5. PMDD is not diagnosed lightly
Guidelines from the American Psychiatric Association (APA) are used to determine if the symptoms constitute PMDD. The symptoms must be present for at least two menstrual cycles, be present a week before the onset of your period, resolve after the start or within a few days of your period, and interfere with normal daily living. You also must present a certain amount of the criteria laid out by the APA. It is only after this that you can be properly diagnosed with PMDD and begin treatment for it.
6. PMDD is very treatable
For the most part, prescription medication is necessary. The symptoms tend to be too severe to treat using over the counter drugs and home remedies, while these can be a helpful supplement, they are not typically a complete solution. In most cases, an SSRI antidepressant (Prozac, Zoloft, etc.), a birth control pill, or a combination of the two may be prescribed in order to combat the symptoms of PMDD. In addition, most doctors will also suggest taking supplements such as calcium, magnesium, and vitamin D.
7. Certain lifestyle changes can be effective in reducing the severity of PMDD symptoms
While there is not enough scientific research to dictate whether these methods are actually effective, many people have found that yoga and general exercise throughout the month lessened their symptoms. Some people have also said that decreasing the amount of processed sugar, caffeine, and alcohol in their diet, particularly in the days leading up to their period has helped. Traditional home remedies that people use for generic PMS can sometimes alleviate PMDD symptoms as well, such as using a heating pad, taking a hot bath/shower, and taking over the counter pain relievers for muscle aches.
8. Be kind to yourself, especially in the days leading up to your period
A big part of PMDD is feeling isolated and having a suffering body image, so it is really important to make sure that you are taking care of yourself emotionally. Let those around you know what you are going through so that they can be there to support you. Allow yourself time to just do something you enjoy and that relaxes you.
9. If you think you have PMDD, speak up
Talk to your family doctor or your gynecologist or a mental health professional. Tell someone what you are going through so that if it is PMDD you can start treating it, or if it's something else you can get the help you need for that. Don't suffer in silence or assume that it is "just PMS."
PMDD can be debilitating, especially when there is comorbidity between it and another mental health issue. I started out a Friday night a few weeks ago having what I thought was a normal panic attack, which usually subsides and is gone by the next morning. But it only continued to get worse and lasted for about five more days, I was nauseous and had no appetite, I was exhausted and couldn't sleep, my entire body was on high alert. I could not stop crying, I wasn't interested in anything I normally am, death crossed my mind a lot more than I would care to admit, and if I was a weaker person I'm not sure I would have survived it.
I happened to be seeing a psychiatrist for a preexisting mental health issue about 6 days after this episode started.
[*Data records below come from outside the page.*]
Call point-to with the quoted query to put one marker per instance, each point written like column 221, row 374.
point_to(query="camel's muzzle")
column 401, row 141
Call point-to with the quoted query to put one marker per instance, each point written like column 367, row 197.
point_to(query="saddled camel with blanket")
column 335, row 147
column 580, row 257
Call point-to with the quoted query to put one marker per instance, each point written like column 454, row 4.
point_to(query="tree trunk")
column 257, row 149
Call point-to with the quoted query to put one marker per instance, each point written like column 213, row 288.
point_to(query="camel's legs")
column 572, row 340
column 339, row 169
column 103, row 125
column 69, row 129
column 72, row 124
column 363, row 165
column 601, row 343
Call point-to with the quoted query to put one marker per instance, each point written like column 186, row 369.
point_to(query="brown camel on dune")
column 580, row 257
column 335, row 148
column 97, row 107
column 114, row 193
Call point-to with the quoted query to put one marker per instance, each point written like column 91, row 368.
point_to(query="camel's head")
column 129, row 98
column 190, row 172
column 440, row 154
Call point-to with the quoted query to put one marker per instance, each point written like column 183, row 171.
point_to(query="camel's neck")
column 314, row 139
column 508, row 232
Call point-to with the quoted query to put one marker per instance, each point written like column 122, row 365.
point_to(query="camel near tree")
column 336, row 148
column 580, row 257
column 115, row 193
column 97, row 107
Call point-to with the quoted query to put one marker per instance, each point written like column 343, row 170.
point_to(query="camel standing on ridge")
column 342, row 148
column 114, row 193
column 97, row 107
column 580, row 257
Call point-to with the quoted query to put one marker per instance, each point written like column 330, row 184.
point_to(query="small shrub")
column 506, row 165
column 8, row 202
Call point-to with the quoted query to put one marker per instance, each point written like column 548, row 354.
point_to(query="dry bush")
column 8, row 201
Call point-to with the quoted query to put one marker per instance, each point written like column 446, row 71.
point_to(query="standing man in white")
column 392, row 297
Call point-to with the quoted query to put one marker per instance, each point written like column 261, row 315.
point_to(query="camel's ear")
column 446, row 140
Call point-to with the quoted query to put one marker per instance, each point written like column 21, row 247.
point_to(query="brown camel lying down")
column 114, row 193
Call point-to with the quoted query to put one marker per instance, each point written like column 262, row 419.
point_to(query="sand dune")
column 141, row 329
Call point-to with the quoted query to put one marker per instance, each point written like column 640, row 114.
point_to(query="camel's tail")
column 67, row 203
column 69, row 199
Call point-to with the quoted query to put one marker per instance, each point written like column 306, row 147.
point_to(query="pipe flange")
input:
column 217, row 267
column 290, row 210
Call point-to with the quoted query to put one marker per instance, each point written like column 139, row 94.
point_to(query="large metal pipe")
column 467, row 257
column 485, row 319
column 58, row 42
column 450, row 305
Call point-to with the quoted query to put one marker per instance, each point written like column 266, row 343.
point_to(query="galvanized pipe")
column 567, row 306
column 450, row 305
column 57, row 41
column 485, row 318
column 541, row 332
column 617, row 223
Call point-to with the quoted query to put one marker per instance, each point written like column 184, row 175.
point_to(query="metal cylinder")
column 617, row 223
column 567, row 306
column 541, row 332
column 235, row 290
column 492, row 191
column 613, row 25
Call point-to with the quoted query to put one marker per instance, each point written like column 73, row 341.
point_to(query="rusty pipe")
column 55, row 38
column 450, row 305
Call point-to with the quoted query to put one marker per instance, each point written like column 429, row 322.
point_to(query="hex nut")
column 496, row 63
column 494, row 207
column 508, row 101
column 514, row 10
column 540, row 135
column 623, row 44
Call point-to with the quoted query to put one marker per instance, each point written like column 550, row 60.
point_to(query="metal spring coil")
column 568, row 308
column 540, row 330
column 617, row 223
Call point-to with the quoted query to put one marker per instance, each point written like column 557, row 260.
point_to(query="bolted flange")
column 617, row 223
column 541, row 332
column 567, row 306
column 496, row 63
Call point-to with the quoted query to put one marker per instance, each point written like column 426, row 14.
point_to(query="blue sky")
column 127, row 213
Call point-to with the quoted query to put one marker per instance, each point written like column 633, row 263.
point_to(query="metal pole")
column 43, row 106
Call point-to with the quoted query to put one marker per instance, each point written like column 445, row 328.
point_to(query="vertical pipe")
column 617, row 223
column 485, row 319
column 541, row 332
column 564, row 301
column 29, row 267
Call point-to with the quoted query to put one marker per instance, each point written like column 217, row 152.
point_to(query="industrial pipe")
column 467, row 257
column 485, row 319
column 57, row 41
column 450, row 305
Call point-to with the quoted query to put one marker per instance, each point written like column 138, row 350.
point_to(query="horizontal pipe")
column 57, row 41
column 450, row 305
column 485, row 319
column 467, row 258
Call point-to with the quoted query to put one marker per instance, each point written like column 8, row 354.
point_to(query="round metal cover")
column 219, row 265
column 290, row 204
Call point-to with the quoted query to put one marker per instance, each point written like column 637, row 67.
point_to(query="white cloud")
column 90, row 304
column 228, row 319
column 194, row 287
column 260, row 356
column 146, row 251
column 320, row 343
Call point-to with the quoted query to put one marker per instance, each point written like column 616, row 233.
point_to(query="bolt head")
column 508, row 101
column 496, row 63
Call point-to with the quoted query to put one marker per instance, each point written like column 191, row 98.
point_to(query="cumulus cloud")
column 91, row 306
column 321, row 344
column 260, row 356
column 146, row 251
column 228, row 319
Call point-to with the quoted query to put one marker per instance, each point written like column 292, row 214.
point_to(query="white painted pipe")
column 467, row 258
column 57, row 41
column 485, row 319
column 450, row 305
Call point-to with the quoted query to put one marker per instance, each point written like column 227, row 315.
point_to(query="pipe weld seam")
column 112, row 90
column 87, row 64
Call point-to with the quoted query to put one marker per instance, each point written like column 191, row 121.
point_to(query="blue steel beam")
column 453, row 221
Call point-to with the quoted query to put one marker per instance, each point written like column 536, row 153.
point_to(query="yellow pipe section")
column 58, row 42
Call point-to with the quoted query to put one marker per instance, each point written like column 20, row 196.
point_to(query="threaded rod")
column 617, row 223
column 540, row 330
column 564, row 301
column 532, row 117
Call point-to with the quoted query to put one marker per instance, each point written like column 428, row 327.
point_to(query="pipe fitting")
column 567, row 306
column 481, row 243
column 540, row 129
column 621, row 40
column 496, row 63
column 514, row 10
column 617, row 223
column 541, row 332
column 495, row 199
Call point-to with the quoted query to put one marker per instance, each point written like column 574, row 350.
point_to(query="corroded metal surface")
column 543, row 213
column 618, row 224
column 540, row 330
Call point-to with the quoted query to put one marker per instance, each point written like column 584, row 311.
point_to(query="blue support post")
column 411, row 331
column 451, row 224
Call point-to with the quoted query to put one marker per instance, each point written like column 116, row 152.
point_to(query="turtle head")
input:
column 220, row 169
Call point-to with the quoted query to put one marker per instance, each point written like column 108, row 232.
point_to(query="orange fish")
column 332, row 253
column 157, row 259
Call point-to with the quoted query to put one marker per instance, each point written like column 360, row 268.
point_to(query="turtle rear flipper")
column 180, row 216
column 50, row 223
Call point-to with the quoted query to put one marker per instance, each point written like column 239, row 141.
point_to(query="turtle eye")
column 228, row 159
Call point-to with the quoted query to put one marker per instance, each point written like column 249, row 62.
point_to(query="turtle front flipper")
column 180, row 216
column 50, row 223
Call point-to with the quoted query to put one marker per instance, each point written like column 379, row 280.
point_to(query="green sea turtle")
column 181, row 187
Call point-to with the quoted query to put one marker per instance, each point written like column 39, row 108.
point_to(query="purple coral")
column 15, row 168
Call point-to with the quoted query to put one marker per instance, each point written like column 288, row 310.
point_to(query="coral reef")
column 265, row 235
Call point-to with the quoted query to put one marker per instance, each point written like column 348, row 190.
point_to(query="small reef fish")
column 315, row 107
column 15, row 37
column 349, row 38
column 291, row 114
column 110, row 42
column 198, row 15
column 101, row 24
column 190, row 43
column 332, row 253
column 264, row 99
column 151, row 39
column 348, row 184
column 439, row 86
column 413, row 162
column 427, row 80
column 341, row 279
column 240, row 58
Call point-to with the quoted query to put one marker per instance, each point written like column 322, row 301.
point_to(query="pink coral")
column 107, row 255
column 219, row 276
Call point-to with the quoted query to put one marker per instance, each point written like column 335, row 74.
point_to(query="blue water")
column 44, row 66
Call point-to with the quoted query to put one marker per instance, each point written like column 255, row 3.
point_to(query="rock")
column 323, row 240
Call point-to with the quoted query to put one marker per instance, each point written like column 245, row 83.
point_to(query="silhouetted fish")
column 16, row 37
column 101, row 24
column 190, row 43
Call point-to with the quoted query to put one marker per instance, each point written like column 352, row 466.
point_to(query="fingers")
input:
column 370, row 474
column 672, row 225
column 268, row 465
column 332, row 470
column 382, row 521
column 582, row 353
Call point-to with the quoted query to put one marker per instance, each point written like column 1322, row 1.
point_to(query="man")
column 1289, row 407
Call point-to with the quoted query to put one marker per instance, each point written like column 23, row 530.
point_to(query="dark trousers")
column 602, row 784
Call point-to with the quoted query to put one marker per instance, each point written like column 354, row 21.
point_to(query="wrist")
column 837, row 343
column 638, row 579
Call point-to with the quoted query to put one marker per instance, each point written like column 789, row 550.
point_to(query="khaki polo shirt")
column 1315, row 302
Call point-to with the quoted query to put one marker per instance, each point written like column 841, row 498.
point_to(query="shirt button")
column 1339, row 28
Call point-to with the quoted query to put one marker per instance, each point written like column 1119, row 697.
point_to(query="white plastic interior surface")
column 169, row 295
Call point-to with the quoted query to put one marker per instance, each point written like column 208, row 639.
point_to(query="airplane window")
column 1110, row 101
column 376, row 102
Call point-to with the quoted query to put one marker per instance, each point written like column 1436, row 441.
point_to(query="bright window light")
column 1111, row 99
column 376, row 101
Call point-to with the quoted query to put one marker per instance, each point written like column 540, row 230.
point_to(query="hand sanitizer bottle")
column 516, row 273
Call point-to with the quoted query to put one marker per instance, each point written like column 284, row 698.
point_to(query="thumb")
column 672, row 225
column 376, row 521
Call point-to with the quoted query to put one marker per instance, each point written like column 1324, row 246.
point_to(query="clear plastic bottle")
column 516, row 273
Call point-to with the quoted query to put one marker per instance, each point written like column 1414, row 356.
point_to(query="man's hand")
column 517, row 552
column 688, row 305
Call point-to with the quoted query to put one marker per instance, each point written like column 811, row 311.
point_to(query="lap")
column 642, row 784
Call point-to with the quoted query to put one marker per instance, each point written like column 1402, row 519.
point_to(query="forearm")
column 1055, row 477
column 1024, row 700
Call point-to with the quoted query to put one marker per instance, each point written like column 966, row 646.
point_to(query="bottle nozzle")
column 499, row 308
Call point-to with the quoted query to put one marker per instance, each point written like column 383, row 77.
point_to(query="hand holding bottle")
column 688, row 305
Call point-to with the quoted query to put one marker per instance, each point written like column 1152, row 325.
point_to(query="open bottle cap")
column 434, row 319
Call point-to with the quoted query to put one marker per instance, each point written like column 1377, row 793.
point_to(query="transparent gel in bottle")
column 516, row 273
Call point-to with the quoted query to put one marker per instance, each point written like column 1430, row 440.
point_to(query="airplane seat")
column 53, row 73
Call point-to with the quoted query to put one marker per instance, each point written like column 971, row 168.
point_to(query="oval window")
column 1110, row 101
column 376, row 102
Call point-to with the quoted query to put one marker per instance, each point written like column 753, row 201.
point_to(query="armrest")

The morning of my appointment, I woke up and realized I had gotten my period and it was like a switch flipped. I still did not feel like myself, but a lot of the symptoms felt duller and less present. When I got to the doctor's office, I explained what had happened. There was no question that what I had was PMDD. My symptoms were severe and debilitating and I'm still scared that they might come back each month, but the monster I was facing now has a name. The worst part about the entire experience was that I thought I was going crazy — I didn't know what was wrong with me and I felt alone. Learning that what I was going through had a medical name and that other people had gone through it validated everything I was feeling and allowed me to feel not so crazy.